In the enjoyment of the human right to a healthful environment, we must remember that the human right is generally expressed as an assertion of a claim by the individual against state authority. There can be no assertion of a human right against the non-human components of the ecological system. His right is an expression of a politico-legal reality and can only be asserted against a politico-legal entity. The relevance of non-human components of the ecological system is taken into account for determining the inherent worth and quality of the human right to a healthful environment. One manner of taking it into account is expressed in the obligation of man to exercise self-restraint when dealing with them, remembering at all times that he is their protector and defender by virtue of his superior evolution' and has a duty to maintain the integrity of the planet.

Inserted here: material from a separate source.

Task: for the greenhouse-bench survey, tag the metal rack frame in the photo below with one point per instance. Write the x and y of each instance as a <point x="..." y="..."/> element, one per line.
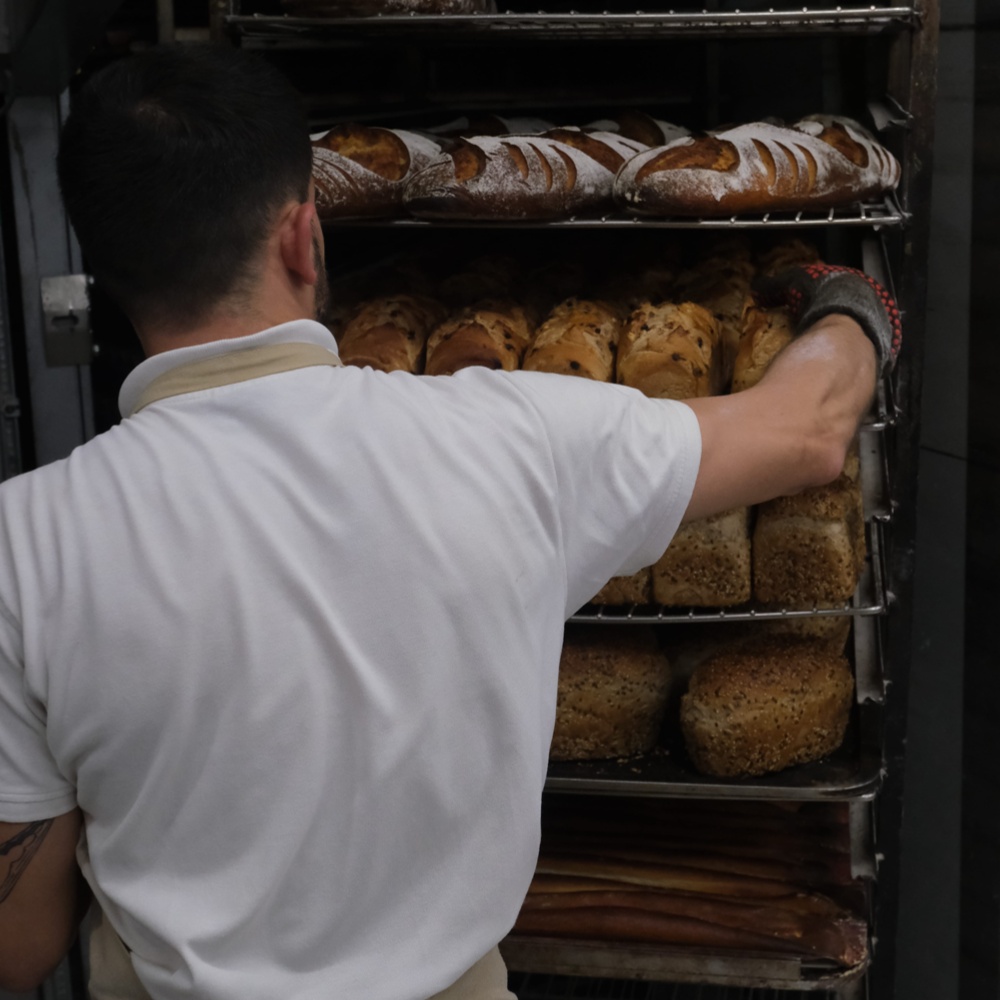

A question that has engaged considerable debate is the basis of recognizing an obligation in man towards the non-human elements of the planet. The principle of orthodox jurisprudence that an obligation arises only upon a correlative right cannot serve here inasmuch as non-human elements cannot be regarded as right-bearing. Therefore, a perspective proceeding from an entirely different approach needs to be adopted. Professor Christopher D. Stone has made an impressive contribution to the search for a solution. While stressing the need for a non-homocentric foundation for morals, "which would be more in line with our growing understanding of the grandness of the interrelationships of the natural world," he suggests that even if non-human, whether animate or inanimate, objects cannot be regarded as "possessors" of rights, they must be treated as "morally considerable." Moral considerableness, he says, creates duties in man to non-human animate and inanimate objects. The mere circumstance that nonhuman things possess an intrinsic goodness, that is, good in and of themselves, should be sufficient to attract duties towards them.38 He is critical of the range given to moral monism when several dimensions of standing are involved and suggests that we "conceive moral activities as partitioned into several distinct frameworks, each governed by distinct principles and logical textures.... Under moral pluralism frameworks vary in regard to the fabric of their basic concepts."39 This proposition is supported by Stephen Toulmin,40 who regards the cosmocentric or egocentric standpoint as nonhomocentric,41 and considers the common law jurisprudence appropriate for analysing situations arising in consequence of the new approach.42

It appears that a true understanding of environmental philosophy can be achieved only if legal principle is defined in the context of moral pluralism. It may indicate an extension of jurisprudence beyond the orthodox concept of a right-duty relationship, but it should not occasion surprise for the philosophy of law [that] has been generally understood in the context of a moral order. In different constitutional systems, constitutional principles and conventions test the validity of individual and state action on the anvil of social morality, for social morality constitutes the basis of the pattern of relationships within a society. In an ecological society the needs, interests, and "moral considerableness" of all its affected components must be taken into account. There is merit in the view that the human right to a healthful environment should not be comprehended from a homocentric standpoint, but in the totality of an egocentric value system. Positioning environmentalism in a human focus to the exclusion of non-human elements restricts it from the wider sweep to which it properly belongs.

Inasmuch as this approach proceeds upon a holistic perception of man positioned in the natural order, it provides a value structure most harmonious and beneficial to his development, and therefore, of fundamental significance to an understanding of the right to a healthful environment.